Using Your Senses to Love Where You Live

Published for Community Engagement Learning Exchange on May 11, 2017.
 

As I do interviews for my book This Is Where You Belong, I’m often asked, “What’s the number one thing someone can do to feel more attached to where they live?”

Most of the time, I tell them to walk.

Why? Mostly because it’s full of things that engage and delight the senses. My teenage daughter and I took a walk the other day, on a slightly-too-balmy afternoon when almost every growing thing in our neighborhood was in bloom. The air smelled gloriously of honeysuckle and lilac. We passed a handful of flowers whose names we actually knew—tulips, penstemon, bearded irises—and dozens of others we didn’t. “When we move to a new house, let’s plant some things that smell good,” Ella said.

Flowers that smell good are one of my weaknesses, in part because I love how they trigger a cascade of place memories. The first time I fell in love with lilac was when I lived in Iowa. I remember biking past a huge blowsy stand of it and stopping to inhale. Viburnum, with its similarly intoxicating fragrance, reminds me of the house where I grew up because it grew next to the front door.

Not surprisingly, sense of place is based on actual senses. Everything you eat, observe, sniff, gaze at, feel, or listen to creates a more detailed sense of where you live—and it makes you grow more attached. Walking brings most of those senses to bear, waylaying the walker with the smell of nature or the noises of the town, from small airplanes coming in for a landing at the nearby airport to trucks revving to barking dogs. On walks I don’t taste much, but I observe everything. That’s a big part of how I’ve become not only attached to my town, but also highly attached to my neighborhood. I know it so well because I’ve walked so much there.

One proponent of walking from way back was the writer and activist Jane Jacobs, who believed that cities were only as good as their street life, and that an active street life hinged on walking. Of course, where she lived, in New York City, most people walked, but even there walking happened a lot more happily when the urban environment was built to support it, with older, mixed-use buildings that threw together residents, workers, and shoppers along small blocks that allowed cross-pollination between different neighborhoods. The more feet and eyes on the street, the safer the city was, Jacobs believed.

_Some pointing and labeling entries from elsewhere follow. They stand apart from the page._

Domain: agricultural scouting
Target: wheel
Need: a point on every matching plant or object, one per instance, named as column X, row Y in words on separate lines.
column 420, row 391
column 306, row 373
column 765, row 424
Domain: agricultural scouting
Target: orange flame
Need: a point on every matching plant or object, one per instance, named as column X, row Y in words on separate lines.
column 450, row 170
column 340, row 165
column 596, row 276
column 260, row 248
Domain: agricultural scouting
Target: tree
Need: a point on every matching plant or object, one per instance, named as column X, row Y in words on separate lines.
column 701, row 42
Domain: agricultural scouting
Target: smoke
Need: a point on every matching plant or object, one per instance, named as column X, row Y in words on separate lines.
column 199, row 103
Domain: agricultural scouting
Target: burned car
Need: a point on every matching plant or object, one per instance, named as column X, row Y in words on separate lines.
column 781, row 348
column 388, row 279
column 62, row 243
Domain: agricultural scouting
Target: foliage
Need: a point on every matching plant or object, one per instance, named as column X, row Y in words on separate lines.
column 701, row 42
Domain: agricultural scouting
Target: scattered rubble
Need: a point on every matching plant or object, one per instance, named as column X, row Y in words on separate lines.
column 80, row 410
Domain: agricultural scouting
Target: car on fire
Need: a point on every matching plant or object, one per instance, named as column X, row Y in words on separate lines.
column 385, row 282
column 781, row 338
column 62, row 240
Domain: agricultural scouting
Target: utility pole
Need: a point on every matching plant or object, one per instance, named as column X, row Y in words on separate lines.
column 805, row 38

Jacobs died in 2006, but she’s still a major figure in circles that talk about places. So it makes sense that to honor her, people take walks, wherever they live. A Jane’s Walk is a free community walk led by citizens, usually in early May. It’s meant to help community members begin rethinking where they live by first observing it and engaging the senses.

There’s an official way to sign up to lead or participate in a Jane’s Walk, but other walks have flourished as well. I took a food walk in Portland, Maine, that seared that city into my sense memory with its deliciousness. I keep meaning to join in on Blacksburg’s 16 Blocks historical walking tour. Other cities have walking tours of public art, whether it’s sculptures or graffiti.

For cities, encouraging walking, either by offering walking tours or by making walking paths available, will build community attachment. As a resident, you certainly don’t have to be part of an official group to derive the benefits. Just get out in the streets and notice where you are. Listen. Look. Smell whatever smells good.